Top = Ar–Ar, bottom = Ar–O. Values inside brackets represent standard deviations.
A single-point energy calculation and population analysis using CRYSTAL23 (Erba et al., Reference Erba, Desmarais, Casassa, Civalleri, Donà, Bush, Searle, Maschio, Daga, Cossard, Ribaldone, Ascrizzi, Marana, Flament and Kirtman2023) indicated that the charges on the Si atoms were +2.0, the O atoms −1.0, and the Ar atoms 0.0. The Mulliken overlap populations in the Si–O bonds ranged from 0.25 to 0.30 e, indicating that these bonds have significant covalent character. The overlap populations did not reveal any directional interactions between the Ar atoms and the framework. The Density of States calculated using VASP indicated that the highest-energy-occupied bands consist of O p states. The Ar p states occupy a band 2–4 eV below the Fermi level.
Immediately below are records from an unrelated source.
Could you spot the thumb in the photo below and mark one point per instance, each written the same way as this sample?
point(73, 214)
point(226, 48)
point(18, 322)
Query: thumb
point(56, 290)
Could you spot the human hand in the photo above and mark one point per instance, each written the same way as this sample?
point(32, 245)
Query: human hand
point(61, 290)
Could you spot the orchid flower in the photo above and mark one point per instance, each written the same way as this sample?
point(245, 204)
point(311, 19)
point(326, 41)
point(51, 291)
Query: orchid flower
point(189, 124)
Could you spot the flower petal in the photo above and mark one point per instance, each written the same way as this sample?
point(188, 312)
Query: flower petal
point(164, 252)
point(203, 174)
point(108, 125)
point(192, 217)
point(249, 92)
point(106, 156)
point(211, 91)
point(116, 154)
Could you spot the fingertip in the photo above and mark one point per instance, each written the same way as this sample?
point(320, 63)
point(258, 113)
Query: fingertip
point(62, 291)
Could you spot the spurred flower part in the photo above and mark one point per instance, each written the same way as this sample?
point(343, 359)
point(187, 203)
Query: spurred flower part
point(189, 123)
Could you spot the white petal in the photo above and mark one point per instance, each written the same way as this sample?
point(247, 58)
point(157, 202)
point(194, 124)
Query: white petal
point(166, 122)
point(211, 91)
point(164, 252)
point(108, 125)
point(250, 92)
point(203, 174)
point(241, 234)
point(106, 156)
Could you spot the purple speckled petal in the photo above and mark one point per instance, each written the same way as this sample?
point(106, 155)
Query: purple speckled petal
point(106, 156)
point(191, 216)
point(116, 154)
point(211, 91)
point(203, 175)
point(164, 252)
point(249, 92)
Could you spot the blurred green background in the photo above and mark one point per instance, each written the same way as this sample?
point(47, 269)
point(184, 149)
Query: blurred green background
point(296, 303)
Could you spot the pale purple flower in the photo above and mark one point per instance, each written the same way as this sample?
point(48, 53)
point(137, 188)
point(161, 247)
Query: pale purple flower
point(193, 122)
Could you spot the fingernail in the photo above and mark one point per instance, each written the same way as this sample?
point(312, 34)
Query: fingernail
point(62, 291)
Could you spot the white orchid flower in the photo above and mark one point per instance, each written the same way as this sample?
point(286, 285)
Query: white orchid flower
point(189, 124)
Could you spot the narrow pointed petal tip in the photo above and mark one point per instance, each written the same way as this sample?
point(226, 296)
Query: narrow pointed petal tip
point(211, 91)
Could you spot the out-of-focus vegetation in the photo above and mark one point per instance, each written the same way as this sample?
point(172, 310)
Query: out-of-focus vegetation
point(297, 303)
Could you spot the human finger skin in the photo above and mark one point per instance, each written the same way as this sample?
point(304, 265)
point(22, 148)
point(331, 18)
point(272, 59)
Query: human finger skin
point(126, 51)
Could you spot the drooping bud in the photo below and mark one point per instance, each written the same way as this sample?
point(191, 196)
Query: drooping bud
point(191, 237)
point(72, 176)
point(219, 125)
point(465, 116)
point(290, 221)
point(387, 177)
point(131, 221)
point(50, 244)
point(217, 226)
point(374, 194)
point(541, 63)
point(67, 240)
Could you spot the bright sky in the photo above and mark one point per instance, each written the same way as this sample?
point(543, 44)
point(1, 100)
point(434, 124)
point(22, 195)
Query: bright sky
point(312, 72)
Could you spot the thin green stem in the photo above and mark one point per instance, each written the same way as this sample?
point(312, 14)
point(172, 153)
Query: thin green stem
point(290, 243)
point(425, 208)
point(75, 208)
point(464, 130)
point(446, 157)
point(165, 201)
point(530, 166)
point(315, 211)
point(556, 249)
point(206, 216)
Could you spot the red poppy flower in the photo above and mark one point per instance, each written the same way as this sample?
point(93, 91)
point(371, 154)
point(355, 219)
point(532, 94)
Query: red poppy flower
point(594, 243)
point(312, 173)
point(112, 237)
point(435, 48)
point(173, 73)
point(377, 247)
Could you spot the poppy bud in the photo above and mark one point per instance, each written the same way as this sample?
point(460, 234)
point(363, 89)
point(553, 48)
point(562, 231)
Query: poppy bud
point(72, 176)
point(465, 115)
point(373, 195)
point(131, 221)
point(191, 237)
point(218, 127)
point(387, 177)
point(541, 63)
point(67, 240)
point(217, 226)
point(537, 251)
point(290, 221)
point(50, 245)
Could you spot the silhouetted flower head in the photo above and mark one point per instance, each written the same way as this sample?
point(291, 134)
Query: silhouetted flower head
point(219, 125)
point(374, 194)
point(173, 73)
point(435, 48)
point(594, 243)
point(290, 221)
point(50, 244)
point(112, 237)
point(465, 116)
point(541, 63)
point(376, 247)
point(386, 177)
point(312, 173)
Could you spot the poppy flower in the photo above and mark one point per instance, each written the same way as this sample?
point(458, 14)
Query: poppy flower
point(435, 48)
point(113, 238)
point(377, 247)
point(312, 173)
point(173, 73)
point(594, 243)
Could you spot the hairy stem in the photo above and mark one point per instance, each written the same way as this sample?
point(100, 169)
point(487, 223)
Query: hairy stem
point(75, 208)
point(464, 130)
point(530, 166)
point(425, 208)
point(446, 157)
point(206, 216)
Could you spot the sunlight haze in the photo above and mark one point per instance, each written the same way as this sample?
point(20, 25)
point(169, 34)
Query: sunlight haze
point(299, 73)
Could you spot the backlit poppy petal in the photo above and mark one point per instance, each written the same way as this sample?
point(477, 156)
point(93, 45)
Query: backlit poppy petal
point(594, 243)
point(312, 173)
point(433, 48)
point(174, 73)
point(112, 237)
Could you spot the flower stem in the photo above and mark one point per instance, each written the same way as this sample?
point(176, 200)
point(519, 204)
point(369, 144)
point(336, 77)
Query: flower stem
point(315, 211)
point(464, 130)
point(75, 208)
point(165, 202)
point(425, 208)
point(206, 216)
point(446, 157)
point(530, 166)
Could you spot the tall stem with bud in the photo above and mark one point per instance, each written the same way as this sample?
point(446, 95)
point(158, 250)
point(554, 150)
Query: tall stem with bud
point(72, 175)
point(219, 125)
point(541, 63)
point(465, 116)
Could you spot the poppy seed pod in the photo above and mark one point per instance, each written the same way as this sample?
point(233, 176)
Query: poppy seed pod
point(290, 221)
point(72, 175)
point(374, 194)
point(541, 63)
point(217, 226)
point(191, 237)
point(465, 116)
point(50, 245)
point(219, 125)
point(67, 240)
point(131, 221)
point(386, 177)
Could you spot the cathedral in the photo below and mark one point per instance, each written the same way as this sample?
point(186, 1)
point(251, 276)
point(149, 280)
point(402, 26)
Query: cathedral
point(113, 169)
The root-mean-square Cartesian displacement of the Si atoms (8192) between the Rietveld-refined and DFT-optimized structures is 0.128 Å. That for the O is 0.191 Å, and for the Ar is 0.170 Å. These are well within the normal range for correct structures (van de Streek and Neumann, Reference van de Streek and Neumann2014).
On changing the gas flow from Ar to He at 90 K, the occupancies of all six Ar sites decreased and equilibrated in about 2 h (Figure 8). The total Ar content decreased from 29 to 17 Ar/cell. The occupancies of Ar40 and Ar43 decreased more than the other four. Ar40 lies in the zig-zag channel and Ar43 lies in the straight channel. VASP calculations of individual sites show that 43 is the lowest energy, 41 next, and the other 4 comparable. The absolute differences in Ar positions in the VASP-optimized full structure and those with individual Ar sites are relatively small (Table IV).
Changing the gas flow from He at 90 K to Ar and warming to room temperature results in a decrease in the Ar site occupancies of five of the sites (the most stable Ar43 excepted) and causes the occupancy of Ar40 to vanish (Table III). The total Ar content decreased to 11 Ar/cell (Table IV).
IV. CONCLUSIONS
We have performed a complete structure analysis of (NH4)3.27Al3.27Si92.73O192(H2O)26.7 (NIST reference material RM 8852) using powder diffraction at beamline 11-BM of APS (ANL). Our results clarified that the observation of a small peak during a TGA experiment with Ar indeed corresponds to the presence of a phase transition between orthorhombic and monoclinic. The Ar atoms partially fill both the straight and zig-zag channels. Using density functional theory calculations, the interaction of the Ar atoms among themselves and the framework thus seem to be van der Waals interactions. The overlap populations did not reveal any directional interactions between the Ar atoms and the framework. The ammonium cation lies in the zig-zag channels, between the straight channels. The ammonium ion does not seem to hydrogen bond to the framework, as the shortest N⋯O distances are 3.774 Å (to O33) and 3.805 Å (to O20). As is typical at ambient conditions, the water molecules have a high degree of disorder and they cannot be located with certainty.
V. DEPOSITED DATA
Selected powder patterns from this synchrotron study have been submitted to ICDD for inclusion in the Powder Diffraction File. The Crystallographic Information Framework (CIF) files containing the results of the Rietveld refinements (including the raw data) and the DFT geometry optimizations were deposited with the ICDD. The data can be requested at pdj@icdd.com.
ACKNOWLEDGEMENTS
Use of the Advanced Photon Source at Argonne National Laboratory was supported by the U. S. Department of Energy, Office of Science, Office of Basic Energy Sciences, under Contract No. DE-AC02-06CH11357. We thank Lynn Ribaud and Saul Lapidus for their assistance in the data collection.
CONFLICTS OF INTEREST
The authors have no conflicts of interest to declare.